On Dynamics Generated by a Uniformly Convergent Sequence of Maps

TL;DR

This paper investigates how the dynamics of a non-autonomous system generated by a sequence of maps converging uniformly to a limit relate to the dynamics of the limit map, establishing conditions for their properties to coincide.

Contribution

It provides new conditions under which dynamical properties of non-autonomous systems and their limit autonomous systems are equivalent, especially involving uniform convergence and feeble openness.

Findings

Equivalence of properties like equicontinuity, minimality, and proximality for the two systems.

Conditions under which transitivity, weak mixing, and sensitivities are equivalent.

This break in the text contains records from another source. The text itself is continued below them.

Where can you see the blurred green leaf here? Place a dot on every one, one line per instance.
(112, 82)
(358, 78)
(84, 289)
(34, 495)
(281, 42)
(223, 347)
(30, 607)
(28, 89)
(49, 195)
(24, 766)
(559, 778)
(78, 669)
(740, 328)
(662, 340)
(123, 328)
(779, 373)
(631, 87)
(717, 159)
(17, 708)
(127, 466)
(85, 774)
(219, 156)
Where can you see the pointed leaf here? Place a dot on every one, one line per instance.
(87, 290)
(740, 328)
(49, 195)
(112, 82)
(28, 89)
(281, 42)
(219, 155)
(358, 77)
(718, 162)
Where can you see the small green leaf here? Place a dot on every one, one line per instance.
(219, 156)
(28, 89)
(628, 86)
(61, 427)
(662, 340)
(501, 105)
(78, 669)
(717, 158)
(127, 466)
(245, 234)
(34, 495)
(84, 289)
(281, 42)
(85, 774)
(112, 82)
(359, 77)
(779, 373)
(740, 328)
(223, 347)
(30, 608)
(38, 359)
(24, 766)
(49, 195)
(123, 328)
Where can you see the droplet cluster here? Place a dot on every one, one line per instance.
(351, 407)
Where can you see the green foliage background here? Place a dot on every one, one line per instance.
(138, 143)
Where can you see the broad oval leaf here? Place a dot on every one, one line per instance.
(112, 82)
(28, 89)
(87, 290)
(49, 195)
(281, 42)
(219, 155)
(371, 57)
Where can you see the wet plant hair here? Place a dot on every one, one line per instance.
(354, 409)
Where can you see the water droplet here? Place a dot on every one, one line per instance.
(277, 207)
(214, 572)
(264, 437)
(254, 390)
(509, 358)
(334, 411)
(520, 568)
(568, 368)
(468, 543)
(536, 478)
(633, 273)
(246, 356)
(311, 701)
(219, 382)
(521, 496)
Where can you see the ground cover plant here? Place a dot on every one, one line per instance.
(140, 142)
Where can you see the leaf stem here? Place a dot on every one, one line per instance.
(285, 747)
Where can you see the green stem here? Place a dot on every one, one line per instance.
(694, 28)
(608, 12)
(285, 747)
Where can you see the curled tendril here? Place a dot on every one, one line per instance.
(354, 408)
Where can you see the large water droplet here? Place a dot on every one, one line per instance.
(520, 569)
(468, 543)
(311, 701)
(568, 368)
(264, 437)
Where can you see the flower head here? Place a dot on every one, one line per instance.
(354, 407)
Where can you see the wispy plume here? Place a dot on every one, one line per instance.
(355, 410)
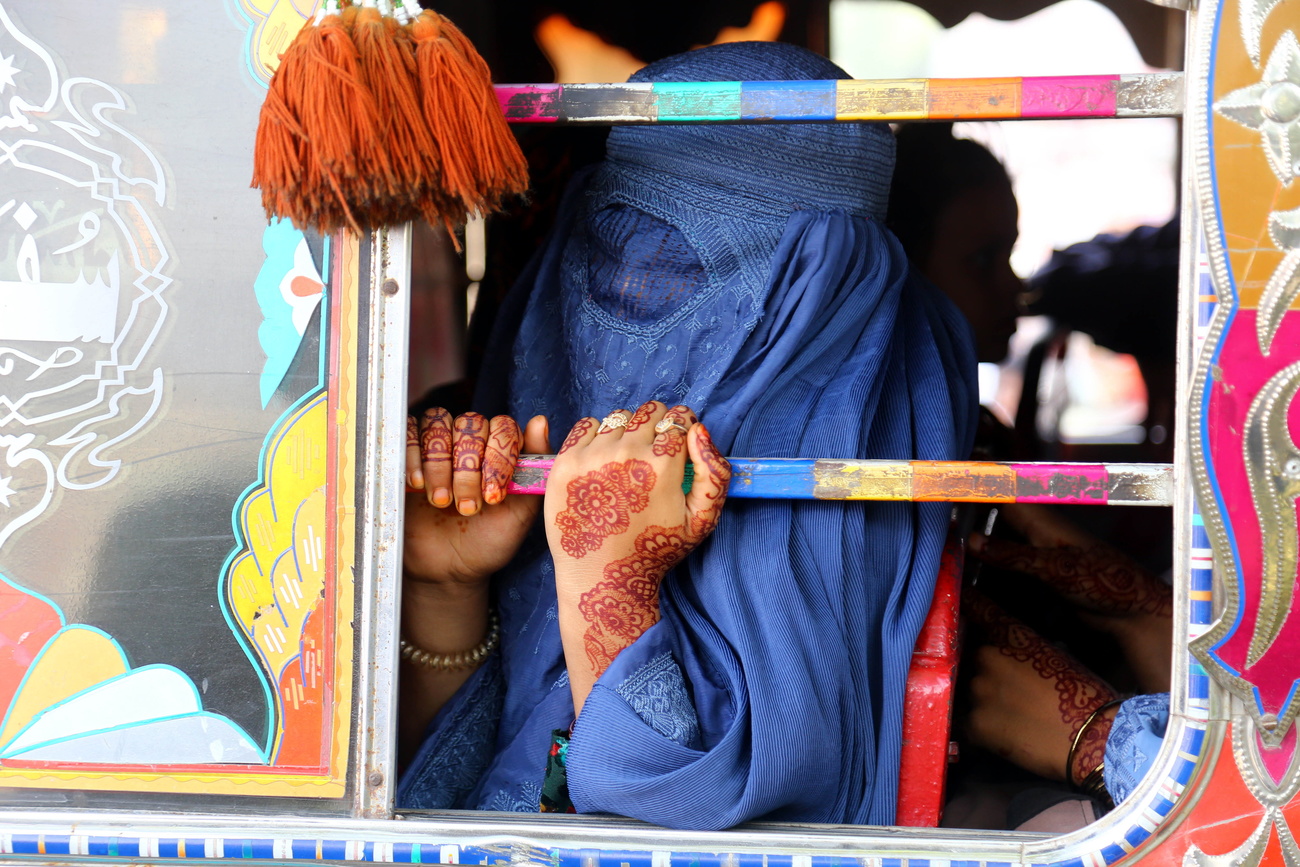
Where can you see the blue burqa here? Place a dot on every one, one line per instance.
(742, 271)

Feeble openness ensures the equivalence of topological mixing and other mixing properties.

Abstract

In this paper, we study the dynamics of a non-autonomous dynamical system $(X,\mathbb{F})$ generated by a sequence $(f_n)$ of continuous self maps converging uniformly to $f$. We relate the dynamics of the non-autonomous system $(X,\mathbb{F})$ with the dynamics of $(X,f)$. We prove that if the family $\mathbb{F}$ commutes with $f$ and $(f_n)$ converges to $f$ at a "sufficiently fast rate", many of the dynamical properties for the systems $(X,\mathbb{F})$ and $(X,f)$ coincide. In the procees we establish equivalence of properties like equicontinuity, minimality and denseness of proximal pairs (cells) for the two systems. In addition, if $\mathbb{F}$ is feeble open, we establish equivalence of properties like transitivity, weak mixing and various forms of sensitivities. We prove that feeble openness of $\mathbb{F}$ is sufficient to establish equivalence of topological mixing for the two systems. We prove that if $\mathbb{F}$ is feeble open, dynamics of the non-autonomous system on a compact interval exhibits any form of mixing if and only if $(X,f)$ exhibits identical form of mixing. We also investigate dense periodicity for the two systems. We give examples to investigate sufficiency/necessity of the conditions imposed. In the process we derive weaker conditions under which the established dynamical relation (between the two systems $(X,\mathbb{F})$ and $(X,f)$) is preserved.